WASHINGTON — While 84% of the seafood eaten in the United States is imported, only 2% is inspected, and less than 0.001% is inspected specifically for fraud, according to “Bait and Switch: How Seafood Fraud Hurts Our Oceans, Our Wallets and Our Health,” a new report from Oceana, an international advocacy group focused on protecting the world's oceans. This lack of oversight has led to a variety of problems, including short-weighting, falsification of import/export documents during international transshipment and deliberate substitution and mislabeling of different species of fish, Oceana said.

Citing recent studies, the group argues that several popular species such as red snapper, wild salmon and Atlantic cod may be mislabeled 25% to 70% of the time, with less expensive fish substituted. Farmed salmon, for example, might be sold to a processor or distributor — and subsequently retailer or restaurant — as wild salmon, or pollock might be substituted for cod.
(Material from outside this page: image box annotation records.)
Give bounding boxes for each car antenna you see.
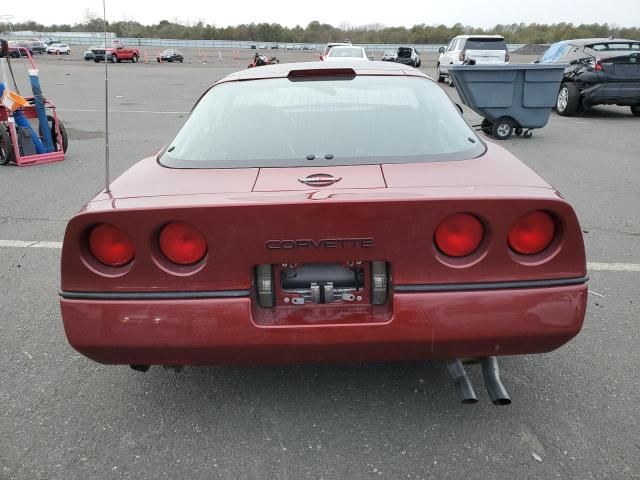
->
[102,0,111,194]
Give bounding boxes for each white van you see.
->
[437,35,509,85]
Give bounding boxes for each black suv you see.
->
[536,38,640,116]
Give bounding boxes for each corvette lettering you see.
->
[265,237,375,250]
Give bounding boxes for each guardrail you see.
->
[7,35,523,53]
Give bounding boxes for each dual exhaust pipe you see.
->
[447,357,511,405]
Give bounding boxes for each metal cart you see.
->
[449,64,566,140]
[0,42,68,166]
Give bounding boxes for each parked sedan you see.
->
[380,50,398,62]
[536,38,640,116]
[156,49,184,63]
[60,60,587,403]
[26,40,47,54]
[323,45,368,61]
[9,42,33,58]
[394,47,422,68]
[47,43,71,55]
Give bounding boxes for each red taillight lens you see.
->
[160,222,207,265]
[509,210,556,255]
[89,223,135,267]
[435,213,484,257]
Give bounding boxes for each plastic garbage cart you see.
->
[449,63,566,140]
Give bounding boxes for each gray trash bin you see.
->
[449,63,566,140]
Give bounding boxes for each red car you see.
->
[60,61,587,402]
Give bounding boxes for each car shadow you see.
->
[575,106,637,119]
[130,357,537,415]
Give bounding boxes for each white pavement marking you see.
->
[57,108,189,115]
[0,240,62,249]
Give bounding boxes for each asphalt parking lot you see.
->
[0,47,640,480]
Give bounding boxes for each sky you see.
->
[0,0,640,27]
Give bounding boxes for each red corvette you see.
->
[61,61,587,390]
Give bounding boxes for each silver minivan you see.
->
[437,35,509,85]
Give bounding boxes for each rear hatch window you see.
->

Mislabeling is particularly difficult to detect with processed or frozen products, due to ice glazing.

In many cases, these substitutions simply allow fishing operations to charge more for their catch. But, illegal fishing operations also leverage the current complexity of foreign export markets to combine illegally caught fish with legal catches during processing and distribution.

“Seafood fraud puts consumers and restaurants trying to make honest, eco-friendly choices at a disadvantage,” Ellen Kassoff Gray, general manager and co-owner of the restaurants Watershed and Equinox in Washington, during a press announcement regarding Oceana's new Stop Seafood Fraud campaign. “We need the U.S. government to provide us with the tools to make good decisions for our oceans, our pocketbooks and our health. It's just good business.”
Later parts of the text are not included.